Recensione manderlay
Recensione a cura di mirko nottoli
E' inutile. Inutile che in tanti ogni volta si sforzino di trovare parole di fuoco per demolire ogni film di Lars Von Trier. Inutile perché ogni suo nuovo film è una scoperta, un pugno nello stomaco, un concentrato di invenzioni visive, creative e intellettuali. Lars Von Trier non sta simpatico a molti e forse è per questo che sta simpatico a me.

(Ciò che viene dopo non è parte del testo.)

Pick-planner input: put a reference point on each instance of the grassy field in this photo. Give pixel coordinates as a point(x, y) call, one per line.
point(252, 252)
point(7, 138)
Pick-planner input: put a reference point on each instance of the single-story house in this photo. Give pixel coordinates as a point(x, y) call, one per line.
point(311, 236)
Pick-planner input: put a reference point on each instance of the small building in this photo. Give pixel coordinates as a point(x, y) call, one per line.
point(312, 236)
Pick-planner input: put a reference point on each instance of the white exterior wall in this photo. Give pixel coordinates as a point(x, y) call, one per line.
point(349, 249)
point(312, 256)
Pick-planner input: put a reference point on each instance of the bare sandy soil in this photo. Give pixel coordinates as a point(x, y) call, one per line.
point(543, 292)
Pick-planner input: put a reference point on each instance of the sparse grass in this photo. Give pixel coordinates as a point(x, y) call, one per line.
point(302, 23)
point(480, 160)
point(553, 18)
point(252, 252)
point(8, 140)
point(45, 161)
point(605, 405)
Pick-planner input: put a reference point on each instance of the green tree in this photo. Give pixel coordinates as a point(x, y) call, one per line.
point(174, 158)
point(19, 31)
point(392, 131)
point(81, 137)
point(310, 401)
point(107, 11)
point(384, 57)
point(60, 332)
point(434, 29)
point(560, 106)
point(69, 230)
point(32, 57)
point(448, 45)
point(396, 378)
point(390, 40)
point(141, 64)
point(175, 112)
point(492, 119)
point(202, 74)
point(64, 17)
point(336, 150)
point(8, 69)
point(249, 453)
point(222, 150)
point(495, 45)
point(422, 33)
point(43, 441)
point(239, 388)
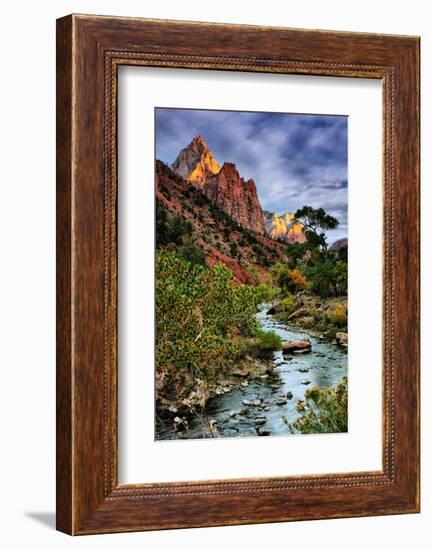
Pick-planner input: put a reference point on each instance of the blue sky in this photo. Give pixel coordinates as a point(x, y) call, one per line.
point(294, 159)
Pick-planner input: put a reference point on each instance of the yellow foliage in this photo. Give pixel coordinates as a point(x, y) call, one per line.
point(299, 281)
point(338, 315)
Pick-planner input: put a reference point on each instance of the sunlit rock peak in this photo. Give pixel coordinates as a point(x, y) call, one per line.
point(195, 163)
point(283, 227)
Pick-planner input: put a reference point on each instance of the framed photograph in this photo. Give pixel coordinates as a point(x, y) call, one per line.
point(237, 274)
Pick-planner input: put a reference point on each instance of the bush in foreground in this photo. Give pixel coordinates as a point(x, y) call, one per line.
point(323, 410)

Svogliato, furbo, sopravvalutato. Queste le accuse dei detrattori, accuse che a tendere l'orecchio fanno il tipico rumore delle unghie che tentano di arrampicarsi sugli specchi, come pagliuzze negli occhi che non vedono le travi, come montagne che partoriscono topolini. Prendendo per sola capziosità preconcetta abbagli a cui non credono nemmeno loro. Come si può altrimenti definire "svogliato e sopravvalutato" (Paolo Mereghetti) uno che in sequenza ti sforna "Le onde del destino", "Dancer in the dark" e "Dogville"? Come parlare di "formula vincente da riproporre in maniera ripetitiva e meccanica" (sempre Mereghetti) quando i tre film sopra citati non potrebbero essere più diversi l'uno dall'altro, tre capolavori che potrebbero appartenere alla filmografia di tre registi differenti, tre film sperimentali in cui la ricerca di nuovi linguaggi, di nuovi soluzioni registiche, lungi dall'essere sterili esercizi di stile risultano funzionali come pochi al racconto, amplificandone la portata dei contenuti già di per loro deflagranti?

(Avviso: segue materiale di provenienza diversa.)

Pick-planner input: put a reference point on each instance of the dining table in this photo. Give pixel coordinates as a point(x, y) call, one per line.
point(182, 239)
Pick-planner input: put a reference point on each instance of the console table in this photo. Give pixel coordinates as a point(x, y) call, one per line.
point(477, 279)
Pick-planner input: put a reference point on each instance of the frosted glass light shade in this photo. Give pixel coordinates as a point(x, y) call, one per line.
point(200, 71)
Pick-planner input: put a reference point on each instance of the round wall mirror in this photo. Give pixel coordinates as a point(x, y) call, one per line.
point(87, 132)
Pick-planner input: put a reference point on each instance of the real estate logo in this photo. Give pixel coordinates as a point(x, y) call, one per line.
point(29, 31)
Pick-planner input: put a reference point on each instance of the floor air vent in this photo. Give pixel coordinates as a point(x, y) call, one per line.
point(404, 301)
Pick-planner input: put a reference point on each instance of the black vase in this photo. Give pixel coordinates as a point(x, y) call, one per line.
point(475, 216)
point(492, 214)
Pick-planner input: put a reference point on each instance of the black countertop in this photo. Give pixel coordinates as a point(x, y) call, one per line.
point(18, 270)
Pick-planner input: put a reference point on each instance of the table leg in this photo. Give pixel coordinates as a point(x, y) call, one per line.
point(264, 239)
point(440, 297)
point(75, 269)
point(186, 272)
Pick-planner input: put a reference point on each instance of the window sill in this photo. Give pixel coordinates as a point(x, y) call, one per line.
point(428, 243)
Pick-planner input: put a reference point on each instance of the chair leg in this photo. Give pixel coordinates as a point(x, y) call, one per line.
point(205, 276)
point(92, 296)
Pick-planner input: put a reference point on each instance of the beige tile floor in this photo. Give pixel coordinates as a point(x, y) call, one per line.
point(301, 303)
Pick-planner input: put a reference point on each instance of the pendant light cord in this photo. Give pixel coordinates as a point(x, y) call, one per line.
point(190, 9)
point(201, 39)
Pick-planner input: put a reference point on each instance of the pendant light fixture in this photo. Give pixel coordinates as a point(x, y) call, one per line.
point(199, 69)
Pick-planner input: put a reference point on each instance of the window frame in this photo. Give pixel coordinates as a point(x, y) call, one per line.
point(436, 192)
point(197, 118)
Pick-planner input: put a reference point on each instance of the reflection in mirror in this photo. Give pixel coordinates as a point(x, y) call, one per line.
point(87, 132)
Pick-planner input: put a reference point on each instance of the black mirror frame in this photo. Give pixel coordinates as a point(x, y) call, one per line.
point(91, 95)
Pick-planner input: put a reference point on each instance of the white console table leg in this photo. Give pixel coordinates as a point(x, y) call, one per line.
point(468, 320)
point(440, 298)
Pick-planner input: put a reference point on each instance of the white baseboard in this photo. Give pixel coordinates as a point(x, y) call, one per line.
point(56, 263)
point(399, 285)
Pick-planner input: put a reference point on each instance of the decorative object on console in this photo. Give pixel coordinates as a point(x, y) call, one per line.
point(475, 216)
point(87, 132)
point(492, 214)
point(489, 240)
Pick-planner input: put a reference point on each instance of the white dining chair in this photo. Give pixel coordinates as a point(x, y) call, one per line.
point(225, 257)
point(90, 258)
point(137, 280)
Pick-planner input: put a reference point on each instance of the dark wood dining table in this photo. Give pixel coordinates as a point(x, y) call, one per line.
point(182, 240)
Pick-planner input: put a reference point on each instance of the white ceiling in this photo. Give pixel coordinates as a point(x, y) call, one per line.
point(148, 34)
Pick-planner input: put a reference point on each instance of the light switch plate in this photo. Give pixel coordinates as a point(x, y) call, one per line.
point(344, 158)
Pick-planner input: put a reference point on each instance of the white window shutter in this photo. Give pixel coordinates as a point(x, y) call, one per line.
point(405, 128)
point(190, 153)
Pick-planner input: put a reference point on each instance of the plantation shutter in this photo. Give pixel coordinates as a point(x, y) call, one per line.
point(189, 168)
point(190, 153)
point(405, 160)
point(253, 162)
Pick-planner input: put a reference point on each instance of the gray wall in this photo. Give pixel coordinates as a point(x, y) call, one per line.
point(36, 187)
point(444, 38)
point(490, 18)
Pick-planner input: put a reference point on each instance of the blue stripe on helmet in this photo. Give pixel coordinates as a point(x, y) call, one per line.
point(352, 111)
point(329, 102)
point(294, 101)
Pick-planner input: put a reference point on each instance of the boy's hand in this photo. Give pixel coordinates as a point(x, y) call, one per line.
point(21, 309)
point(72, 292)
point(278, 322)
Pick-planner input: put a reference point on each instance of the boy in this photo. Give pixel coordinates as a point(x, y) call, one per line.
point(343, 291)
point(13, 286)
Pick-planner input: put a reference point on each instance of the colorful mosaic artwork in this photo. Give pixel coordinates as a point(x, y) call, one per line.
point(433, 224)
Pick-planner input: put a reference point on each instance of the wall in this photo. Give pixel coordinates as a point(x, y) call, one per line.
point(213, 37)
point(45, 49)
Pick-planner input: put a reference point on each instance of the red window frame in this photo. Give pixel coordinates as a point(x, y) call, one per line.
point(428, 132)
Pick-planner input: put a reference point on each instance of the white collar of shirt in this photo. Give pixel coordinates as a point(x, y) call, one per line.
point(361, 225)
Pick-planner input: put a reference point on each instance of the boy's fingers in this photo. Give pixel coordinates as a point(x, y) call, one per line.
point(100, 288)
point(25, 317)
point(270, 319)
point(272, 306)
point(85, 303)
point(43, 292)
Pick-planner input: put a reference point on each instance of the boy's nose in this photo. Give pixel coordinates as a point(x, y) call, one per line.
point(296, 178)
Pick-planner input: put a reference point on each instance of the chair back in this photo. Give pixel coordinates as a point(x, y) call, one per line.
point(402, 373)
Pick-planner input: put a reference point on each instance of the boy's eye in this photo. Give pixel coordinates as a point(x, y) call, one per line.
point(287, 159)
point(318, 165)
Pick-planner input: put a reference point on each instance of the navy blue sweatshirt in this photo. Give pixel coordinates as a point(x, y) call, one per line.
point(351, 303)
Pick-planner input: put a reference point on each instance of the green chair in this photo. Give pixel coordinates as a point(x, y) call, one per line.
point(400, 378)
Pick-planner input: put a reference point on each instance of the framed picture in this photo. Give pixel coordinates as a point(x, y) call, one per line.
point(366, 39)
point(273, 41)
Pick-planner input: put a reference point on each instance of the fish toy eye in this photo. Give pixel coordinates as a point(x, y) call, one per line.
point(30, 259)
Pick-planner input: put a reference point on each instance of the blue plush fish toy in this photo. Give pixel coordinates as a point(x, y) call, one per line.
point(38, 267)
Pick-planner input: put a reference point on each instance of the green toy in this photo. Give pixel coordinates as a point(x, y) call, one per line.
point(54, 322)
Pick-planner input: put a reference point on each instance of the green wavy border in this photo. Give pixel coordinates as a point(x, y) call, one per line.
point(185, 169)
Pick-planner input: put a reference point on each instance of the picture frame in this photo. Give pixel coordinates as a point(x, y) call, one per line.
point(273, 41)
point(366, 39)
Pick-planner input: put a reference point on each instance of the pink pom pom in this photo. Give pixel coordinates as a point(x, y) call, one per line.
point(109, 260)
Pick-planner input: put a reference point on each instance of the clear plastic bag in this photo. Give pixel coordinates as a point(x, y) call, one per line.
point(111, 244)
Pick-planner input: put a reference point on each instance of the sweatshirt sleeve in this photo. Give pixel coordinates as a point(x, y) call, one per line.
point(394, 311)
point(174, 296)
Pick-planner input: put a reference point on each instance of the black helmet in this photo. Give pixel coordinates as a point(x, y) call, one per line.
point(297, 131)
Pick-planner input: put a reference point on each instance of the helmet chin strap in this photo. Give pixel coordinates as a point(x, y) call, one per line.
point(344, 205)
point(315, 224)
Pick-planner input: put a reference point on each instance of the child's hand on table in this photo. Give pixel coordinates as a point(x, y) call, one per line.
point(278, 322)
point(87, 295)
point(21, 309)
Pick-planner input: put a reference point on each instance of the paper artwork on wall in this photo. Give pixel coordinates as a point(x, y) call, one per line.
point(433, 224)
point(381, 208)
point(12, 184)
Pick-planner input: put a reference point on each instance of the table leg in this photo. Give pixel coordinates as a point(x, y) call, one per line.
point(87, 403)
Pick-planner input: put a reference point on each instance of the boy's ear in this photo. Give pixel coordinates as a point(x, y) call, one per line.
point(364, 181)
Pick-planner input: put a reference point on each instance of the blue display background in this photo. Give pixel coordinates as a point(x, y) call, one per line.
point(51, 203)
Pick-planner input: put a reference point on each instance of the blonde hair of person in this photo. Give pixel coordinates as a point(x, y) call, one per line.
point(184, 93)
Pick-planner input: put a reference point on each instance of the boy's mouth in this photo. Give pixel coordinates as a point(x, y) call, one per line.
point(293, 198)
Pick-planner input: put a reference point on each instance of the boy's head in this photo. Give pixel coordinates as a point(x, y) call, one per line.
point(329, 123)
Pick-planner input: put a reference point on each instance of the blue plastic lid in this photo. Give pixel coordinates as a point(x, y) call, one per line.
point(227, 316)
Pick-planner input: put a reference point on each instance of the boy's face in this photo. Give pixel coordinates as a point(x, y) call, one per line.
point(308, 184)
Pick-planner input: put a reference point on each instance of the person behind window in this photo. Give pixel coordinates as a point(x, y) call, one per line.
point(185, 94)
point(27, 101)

Secondo capitolo della trilogia dedicata all'America, "Manderlay" è il proseguo di "Dogville". In fuga da là, dove poté sperimentare tutta la drammatica ipocrisia bigotta di una società perbenista e bacchettona, Grace (non più interpretata da Nicole Kidman ma da Bryce Dallas Howard, figlia di Ron) capita per caso in un altro paesino sperduto degli States dove ancora vige la schiavitù. Altra situazione delicata, altra situazione simbolica in cui il disegno generale è lucido e assiomatico come formule matematiche alla lavagna scritte con lo stesso gesso che qui traccia rettangoli e scritte sul palco nudo là dove ci si aspetterebbe case e oggetti scenografici.